Dive Brief:
- The Walt Disney company reported a 4.4 million increase quarter-over-quarter in the number of paid subscribers for its Disney+ Core streaming services, growth that gives the entertainment company a “bit of a natural hedge in the way that our portfolio operates,” CFO Hugh Johnston said Thursday during the company’s fiscal Q4 earnings call.
- For its quarter ended Sept. 28, Disney reported 174 million subscriptions for its Disney+ Core and Hulu streaming services, and 120 million paid Disney+ Core subscribers, according to its earnings results.
- The results leave the Burbank, California-based Disney “well-positioned” to entice consumers who are still clinging to “linear” or cable services, as well as those looking to move over to streaming — and “frankly, with what we've put on the service and what — the plans that we have to put more things on the service, I think in many ways, we're sort of a must-have platform inside of most households,” Johnston said.
Dive Insight:
Johnston, a long-time alum of beverage company PepsiCo — where he served as CFO for 13 years — joined the entertainment service last November as its finance chief after the abrupt exit of previous CFO Christine McCarthy, CFO Dive previously reported.
He took the top financial seat as the entertainment company was facing a number of challenges, including flagging subscriber figures, a shareholder lawsuit, layoffs, and strikes by both writers and actors.
Together with returning CEO Bob Iger, Johnston and the company’s C-suite have honed in on improving growth both for its streaming business and for its theme parks. In August, the company hired YouTube alum Adam Smith as its chief product and technology officer for Disney Entertainment and ESPN. Smith’s role includes overseeing streaming channels such as the company’s Disney+ platform.
In his role, Smith has also moved to crack down on password sharing, including in expanding markets such as Latin America, CEO Bob Iger said.

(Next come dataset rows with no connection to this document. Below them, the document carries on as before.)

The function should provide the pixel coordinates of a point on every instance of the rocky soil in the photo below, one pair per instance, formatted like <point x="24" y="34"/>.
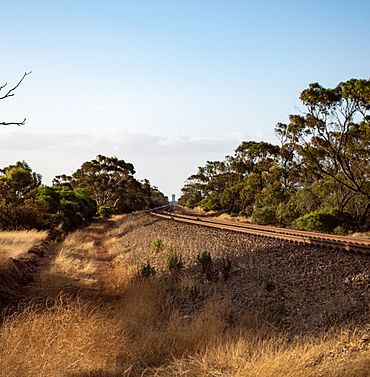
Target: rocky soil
<point x="300" y="289"/>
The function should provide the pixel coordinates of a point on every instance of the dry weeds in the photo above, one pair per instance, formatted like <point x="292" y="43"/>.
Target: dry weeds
<point x="14" y="244"/>
<point x="136" y="326"/>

The company now has “password sharing or anti-password sharing initiatives…at over approximately 130 countries,” Iger estimated Thursday.

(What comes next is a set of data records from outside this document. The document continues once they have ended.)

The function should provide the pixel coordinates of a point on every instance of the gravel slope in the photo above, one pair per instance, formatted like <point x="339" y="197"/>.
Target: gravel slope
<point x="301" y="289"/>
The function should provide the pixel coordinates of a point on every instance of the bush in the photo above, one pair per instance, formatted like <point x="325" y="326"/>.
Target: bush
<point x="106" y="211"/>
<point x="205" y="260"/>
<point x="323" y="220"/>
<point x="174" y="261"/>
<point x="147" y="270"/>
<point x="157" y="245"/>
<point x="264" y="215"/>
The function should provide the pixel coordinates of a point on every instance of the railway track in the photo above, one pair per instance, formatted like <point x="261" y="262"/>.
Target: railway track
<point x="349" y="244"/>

The company’s direct-to-consumer streaming segment generated its first-ever operating profit in the third quarter, posting a $47 million profit for its Q3 compared to a $512 million loss in the previous year period, CFO Dive previously reported.
For its Q4, Disney reported an operating income of $253 million for the direct-to-consumer segment, while recording a $143 million profit for the year ended Sept. 28, according to its earnings results. Overall, operating income for its entertainment segment — which includes direct-to-consumer, linear networks and content sales or licensing, hit $3.9 billion for the full year, compared to $1.4 billion for the prior year.
Disney is also targeting a 10% operating margin for its entertainment segment for its fiscal 2026, as well as double-digit growth in operating income for the segment, according to their earning release. Growing subscribers therefore remains a top focus when it comes to achieving that goal, Johnston said during the call in response to analyst questions.
The company is also looking to boost pricing and to make upgrades to its products and offerings that will improve engagement and reduce customer churn, with Smith in his new role taking point on such initiatives, he said.
“A lot of the growth that we're seeing right now is because of the exceptional content that's coming out of both the movie and the TV studios that's obviously our proprietary content,” Johnston said, referring to breakout hits such as Marvel’s Deadpool & Wolverine and Inside Out 2. “So that will certainly enable us to increase pricing over time.”
Disney has continued to see headwinds in other areas of the business. Growth in its experiences segment, which includes theme parks, was largely flat, in line with Q3 expectations — revenue for the segment grew by 1% for the quarter to $8.2 billion, according to its earnings report.